Alisha Lange went through a difficult year in 2015, so she set out to help others before the calendar reached its conclusion.

One of her ideas involved donating items to military members overseas, but Lange didn't know if that would make an impact. But after discussing the possibility with her husband, a military veteran, she decided to move forward.

"I had said, 'It's not much, it's not really anything,' " Lange said. "He looked at me and explained to me, … 'You have no idea how much it means.' "

With her husband's vote of confidence, Lange founded Christmas for Heroes. The annual program gathers gifts, letters and monetary donations to buy supplies, all of which are shipped to military members abroad in time for the holiday season.

"I wanted to give Christmas to people who weren't able to have Christmas," Lange said.

The program is now in its fifth year and has grown over time. Lange shipped 28 large flat-rate boxes the first year, 50 the year after that and 75 last year. She has a goal of sending 150 boxes this year filled with toiletries, nonperishable food, holiday clothing and games to soldiers in places like Afghanistan, Iraq and Kuwait.
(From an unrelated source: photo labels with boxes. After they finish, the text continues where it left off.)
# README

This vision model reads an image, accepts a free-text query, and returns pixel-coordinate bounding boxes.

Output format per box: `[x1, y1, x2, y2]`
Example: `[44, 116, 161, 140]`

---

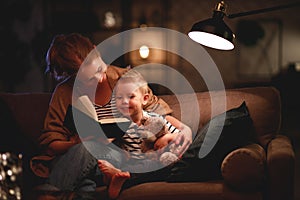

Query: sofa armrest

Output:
[267, 135, 295, 200]
[221, 144, 266, 191]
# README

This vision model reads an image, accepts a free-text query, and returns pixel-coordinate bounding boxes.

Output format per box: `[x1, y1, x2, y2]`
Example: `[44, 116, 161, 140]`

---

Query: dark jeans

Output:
[47, 141, 124, 192]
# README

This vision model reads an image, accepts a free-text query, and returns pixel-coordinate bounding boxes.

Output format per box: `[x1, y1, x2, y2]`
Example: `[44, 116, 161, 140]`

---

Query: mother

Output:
[31, 33, 192, 191]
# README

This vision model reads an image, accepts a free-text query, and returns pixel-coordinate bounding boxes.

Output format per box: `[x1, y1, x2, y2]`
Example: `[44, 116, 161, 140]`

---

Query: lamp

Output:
[188, 1, 300, 50]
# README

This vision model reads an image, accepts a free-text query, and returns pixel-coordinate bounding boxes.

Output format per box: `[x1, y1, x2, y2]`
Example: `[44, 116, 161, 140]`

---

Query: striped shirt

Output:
[123, 111, 180, 159]
[94, 96, 121, 120]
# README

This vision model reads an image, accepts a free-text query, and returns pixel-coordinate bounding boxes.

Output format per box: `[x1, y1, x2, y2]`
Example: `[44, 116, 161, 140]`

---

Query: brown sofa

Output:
[0, 87, 295, 200]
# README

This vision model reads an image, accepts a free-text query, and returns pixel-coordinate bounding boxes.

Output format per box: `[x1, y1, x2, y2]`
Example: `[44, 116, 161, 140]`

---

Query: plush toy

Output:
[140, 117, 178, 165]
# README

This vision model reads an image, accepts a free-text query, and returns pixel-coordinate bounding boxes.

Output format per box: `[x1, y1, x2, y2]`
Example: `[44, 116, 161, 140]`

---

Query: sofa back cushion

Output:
[0, 93, 51, 148]
[160, 87, 281, 147]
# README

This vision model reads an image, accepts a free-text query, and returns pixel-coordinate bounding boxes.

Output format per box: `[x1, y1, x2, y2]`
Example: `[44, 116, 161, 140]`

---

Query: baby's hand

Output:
[154, 133, 177, 150]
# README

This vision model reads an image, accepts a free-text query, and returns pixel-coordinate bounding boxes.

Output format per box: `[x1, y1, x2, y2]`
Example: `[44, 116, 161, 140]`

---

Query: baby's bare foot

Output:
[98, 160, 121, 185]
[108, 172, 130, 199]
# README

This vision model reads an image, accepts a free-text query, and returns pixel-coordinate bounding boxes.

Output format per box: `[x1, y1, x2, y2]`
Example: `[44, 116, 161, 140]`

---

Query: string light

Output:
[0, 152, 22, 200]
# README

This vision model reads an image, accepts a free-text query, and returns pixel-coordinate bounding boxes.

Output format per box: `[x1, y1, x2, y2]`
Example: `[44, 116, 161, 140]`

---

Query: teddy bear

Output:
[140, 117, 178, 166]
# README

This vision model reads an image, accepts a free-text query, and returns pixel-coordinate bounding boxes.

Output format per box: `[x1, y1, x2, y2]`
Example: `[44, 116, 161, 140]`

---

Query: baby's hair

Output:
[118, 69, 149, 94]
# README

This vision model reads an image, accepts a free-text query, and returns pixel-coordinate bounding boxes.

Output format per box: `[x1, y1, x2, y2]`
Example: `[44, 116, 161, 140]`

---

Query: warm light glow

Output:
[188, 31, 234, 50]
[139, 45, 150, 59]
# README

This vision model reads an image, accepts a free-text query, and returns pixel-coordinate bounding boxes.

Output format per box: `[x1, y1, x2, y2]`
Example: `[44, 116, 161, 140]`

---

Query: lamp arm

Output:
[226, 1, 300, 18]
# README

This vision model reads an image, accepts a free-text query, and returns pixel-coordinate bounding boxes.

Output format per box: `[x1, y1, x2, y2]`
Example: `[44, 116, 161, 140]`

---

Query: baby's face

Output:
[115, 82, 144, 119]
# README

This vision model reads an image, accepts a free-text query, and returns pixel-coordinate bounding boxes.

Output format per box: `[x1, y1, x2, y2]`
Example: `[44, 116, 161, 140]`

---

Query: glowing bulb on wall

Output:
[139, 45, 150, 59]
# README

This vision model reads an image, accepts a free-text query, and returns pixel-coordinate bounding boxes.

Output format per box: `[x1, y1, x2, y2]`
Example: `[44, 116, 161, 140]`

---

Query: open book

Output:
[64, 96, 131, 138]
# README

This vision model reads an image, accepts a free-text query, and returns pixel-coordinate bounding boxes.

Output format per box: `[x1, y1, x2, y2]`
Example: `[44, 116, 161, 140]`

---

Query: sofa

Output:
[0, 86, 295, 200]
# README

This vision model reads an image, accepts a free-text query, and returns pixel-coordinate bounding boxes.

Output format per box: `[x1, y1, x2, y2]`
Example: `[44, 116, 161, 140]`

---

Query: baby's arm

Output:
[154, 115, 192, 156]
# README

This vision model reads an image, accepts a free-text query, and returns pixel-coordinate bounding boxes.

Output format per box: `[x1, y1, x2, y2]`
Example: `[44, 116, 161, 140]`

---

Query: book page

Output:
[73, 95, 98, 121]
[99, 117, 130, 124]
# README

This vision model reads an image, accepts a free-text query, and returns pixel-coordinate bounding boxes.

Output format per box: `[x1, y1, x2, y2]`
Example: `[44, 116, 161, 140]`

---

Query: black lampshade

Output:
[188, 12, 235, 50]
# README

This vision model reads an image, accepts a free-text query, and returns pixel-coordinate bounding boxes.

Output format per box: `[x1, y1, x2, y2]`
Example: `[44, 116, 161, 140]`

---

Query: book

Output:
[64, 96, 131, 138]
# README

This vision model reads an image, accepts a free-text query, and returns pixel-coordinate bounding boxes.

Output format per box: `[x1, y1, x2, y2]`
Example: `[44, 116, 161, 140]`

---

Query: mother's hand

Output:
[173, 127, 193, 157]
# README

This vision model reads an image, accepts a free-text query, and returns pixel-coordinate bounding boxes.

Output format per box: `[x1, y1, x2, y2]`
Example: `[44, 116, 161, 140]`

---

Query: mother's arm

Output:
[154, 115, 193, 157]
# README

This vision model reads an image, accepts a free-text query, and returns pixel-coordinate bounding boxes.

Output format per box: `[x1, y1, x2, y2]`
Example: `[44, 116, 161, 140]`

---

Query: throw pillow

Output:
[168, 102, 256, 182]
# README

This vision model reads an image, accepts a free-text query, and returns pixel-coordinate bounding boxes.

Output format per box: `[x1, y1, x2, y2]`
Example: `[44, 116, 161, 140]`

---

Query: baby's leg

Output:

Lange is not a military veteran but has many friends and family who have served or are serving. She said troops are not supported enough domestically, so this is a small way of letting them know that Americans are thinking about them.

"They don't get told enough that we love them, that we support them, we care about them," Lange said. "They matter and … we care enough to give them something to fight for."

The deadline for donations to the program this year was in late November.

Sue Nelson, general manager and assistant vice president mortgage loan officer at Citizens State Bank, oversaw one of the sites where people could drop off gifts. When Lange inquired about the bank serving as a drop site earlier this year, Nelson accepted without hesitation.

Nelson has a personal connection to the program. Her son has been in the Marines since 2003 and is stationed in Okinawa, Japan.

Nelson said efforts like Christmas for Heroes can help provide a small sense of comfort for military members.

"Some soldiers don't have the family connection, so if this brings a smile on their face and we have the opportunity to show our support to them, why wouldn't you?" Nelson said.

Nelson said the bank plans to continue serving as a drop site in the future and called it great to be part of the program's growth.

Christmas for Heroes has expanded more than Lange expected, largely through word of mouth. In the future, she aims to make the program a nonprofit organization.

For now, everything is handled through donations by local individuals and businesses. Some gifts are shipped to a specific person serving overseas, while Lange sends other donations to military units that divide the items among soldiers. Lange doesn't know most of the people on the receiving end of the gifts, but a few troops have sent her cards of appreciation.

The program accepts donations year-round, but Lange said most of them occur in October and November. According to Lange, all of the monetary donations go toward shipping costs and shopping trips to buy more supplies.

Lange worries about meeting her goal of packages sent this year, but that is a good concern to have.

"It doesn't matter if we send 25 boxes this year or 150," Lange said. "If we're sending something, that makes me happy."